Тихон твёрдо посмотрел на него:
— Вас поразило, что Агнец любит лучше холодного, чем только лишь тёплого, — сказал он, — вы не хотите быть только тёплым. Предчувствую, что вас борет намерение чрезвычайное, может быть ужасное. Если так, то, умоляю, не мучьте себя и скажите всё, с чем пришли.
— А вы наверно знали, что я с чем-то пришёл?
— Я… угадал по лицу, — прошептал Тихон, опуская глаза.
Николай Всеволодович был несколько бледен, руки его немного дрожали. Несколько секунд он неподвижно и молча смотрел на Тихона, как бы решаясь окончательно. Наконец вынул из бокового кармана своего сюртука какие-то печатные листики и положил на стол.

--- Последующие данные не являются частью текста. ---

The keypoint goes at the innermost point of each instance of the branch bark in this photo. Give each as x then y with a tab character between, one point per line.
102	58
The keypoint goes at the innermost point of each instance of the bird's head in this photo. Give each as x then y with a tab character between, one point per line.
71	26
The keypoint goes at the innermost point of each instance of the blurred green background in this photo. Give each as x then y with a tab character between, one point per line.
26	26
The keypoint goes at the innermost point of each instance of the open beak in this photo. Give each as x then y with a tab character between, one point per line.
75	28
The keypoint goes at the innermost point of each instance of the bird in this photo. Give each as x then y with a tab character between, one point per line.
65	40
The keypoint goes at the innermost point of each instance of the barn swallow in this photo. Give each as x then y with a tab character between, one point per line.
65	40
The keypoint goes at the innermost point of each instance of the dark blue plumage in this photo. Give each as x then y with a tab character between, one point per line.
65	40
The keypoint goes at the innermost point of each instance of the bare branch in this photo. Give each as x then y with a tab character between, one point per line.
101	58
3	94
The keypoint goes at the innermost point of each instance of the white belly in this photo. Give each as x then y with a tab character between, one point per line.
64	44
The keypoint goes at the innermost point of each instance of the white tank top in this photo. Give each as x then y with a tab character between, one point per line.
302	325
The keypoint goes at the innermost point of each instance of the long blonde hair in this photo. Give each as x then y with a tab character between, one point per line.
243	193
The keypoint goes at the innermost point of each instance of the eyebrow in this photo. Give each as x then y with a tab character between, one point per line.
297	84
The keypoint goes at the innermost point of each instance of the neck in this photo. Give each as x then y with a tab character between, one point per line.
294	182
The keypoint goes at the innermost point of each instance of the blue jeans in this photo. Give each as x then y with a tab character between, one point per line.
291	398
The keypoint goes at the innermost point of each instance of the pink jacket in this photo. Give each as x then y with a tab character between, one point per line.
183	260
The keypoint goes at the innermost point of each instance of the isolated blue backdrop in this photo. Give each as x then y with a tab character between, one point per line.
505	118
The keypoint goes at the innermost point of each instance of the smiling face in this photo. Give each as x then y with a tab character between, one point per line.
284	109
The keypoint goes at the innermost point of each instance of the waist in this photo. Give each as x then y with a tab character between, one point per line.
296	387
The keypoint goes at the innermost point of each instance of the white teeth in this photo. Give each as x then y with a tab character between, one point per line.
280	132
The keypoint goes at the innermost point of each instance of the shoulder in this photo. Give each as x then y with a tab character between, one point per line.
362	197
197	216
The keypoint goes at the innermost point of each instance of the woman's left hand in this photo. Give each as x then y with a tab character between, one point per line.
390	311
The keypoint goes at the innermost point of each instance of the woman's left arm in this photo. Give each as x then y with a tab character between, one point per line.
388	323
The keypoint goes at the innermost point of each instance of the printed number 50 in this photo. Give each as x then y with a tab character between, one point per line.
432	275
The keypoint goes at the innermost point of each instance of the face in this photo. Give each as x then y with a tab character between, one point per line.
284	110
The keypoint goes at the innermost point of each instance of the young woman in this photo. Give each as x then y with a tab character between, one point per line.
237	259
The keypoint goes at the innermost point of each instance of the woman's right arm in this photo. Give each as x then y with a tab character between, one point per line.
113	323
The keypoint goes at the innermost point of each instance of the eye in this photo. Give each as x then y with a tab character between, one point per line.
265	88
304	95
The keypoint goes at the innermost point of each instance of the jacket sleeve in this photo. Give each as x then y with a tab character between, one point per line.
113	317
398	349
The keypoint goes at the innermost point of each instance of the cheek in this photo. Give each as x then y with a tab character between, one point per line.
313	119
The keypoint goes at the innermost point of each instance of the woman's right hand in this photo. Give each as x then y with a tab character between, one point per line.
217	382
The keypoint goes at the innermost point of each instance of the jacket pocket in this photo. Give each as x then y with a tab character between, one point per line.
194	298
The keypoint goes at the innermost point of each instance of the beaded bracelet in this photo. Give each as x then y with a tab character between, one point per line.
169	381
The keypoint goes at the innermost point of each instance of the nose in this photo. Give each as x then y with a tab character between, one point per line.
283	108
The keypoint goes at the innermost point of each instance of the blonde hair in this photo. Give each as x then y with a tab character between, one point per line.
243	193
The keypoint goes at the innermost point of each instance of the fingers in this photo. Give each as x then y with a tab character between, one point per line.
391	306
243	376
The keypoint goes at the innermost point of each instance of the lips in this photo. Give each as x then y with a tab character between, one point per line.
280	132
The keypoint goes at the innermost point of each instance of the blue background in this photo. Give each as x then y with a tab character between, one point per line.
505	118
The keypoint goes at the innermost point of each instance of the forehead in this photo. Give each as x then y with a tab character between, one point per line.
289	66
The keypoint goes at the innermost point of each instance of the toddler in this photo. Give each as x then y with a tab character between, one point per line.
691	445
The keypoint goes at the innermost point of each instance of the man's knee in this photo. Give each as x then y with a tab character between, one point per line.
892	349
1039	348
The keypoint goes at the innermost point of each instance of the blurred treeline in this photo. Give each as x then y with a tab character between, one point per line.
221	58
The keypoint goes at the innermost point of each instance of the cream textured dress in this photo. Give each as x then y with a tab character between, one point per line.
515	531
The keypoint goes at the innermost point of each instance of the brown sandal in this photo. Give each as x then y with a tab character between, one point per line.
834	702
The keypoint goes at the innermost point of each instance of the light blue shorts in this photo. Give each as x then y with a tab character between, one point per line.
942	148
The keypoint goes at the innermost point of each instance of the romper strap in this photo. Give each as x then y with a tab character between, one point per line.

— Вот листки, назначенные к распространению, — проговорил он несколько обрывающимся голосом. — Если прочтёт хоть один человек, то знайте, что я уже их не скрою, а прочтут и все. Так решено. Я в вас совсем не нуждаюсь, потому что я всё решил. Но прочтите… Когда будете читать, ничего не говорите, а как прочтёте — скажите всё…
— Читать ли? — нерешительно спросил Тихон.
— Читайте; я давно спокоен.
— Нет, без очков не разберу, печать тонкая, заграничная.
— Вот очки, — подал ему со стола Ставрогин и отклонился на спинку дивана. Тихон углубился в чтение.
II
Печать была действительно заграничная — три отпечатанных и сброшюрованных листочка обыкновенной почтовой бумаги малого формата. Должно быть, отпечатано было секретно в какой-нибудь заграничной русской типографии, и листочки с первого взгляда очень походили на прокламацию. В заголовке стояло: «От Ставрогина».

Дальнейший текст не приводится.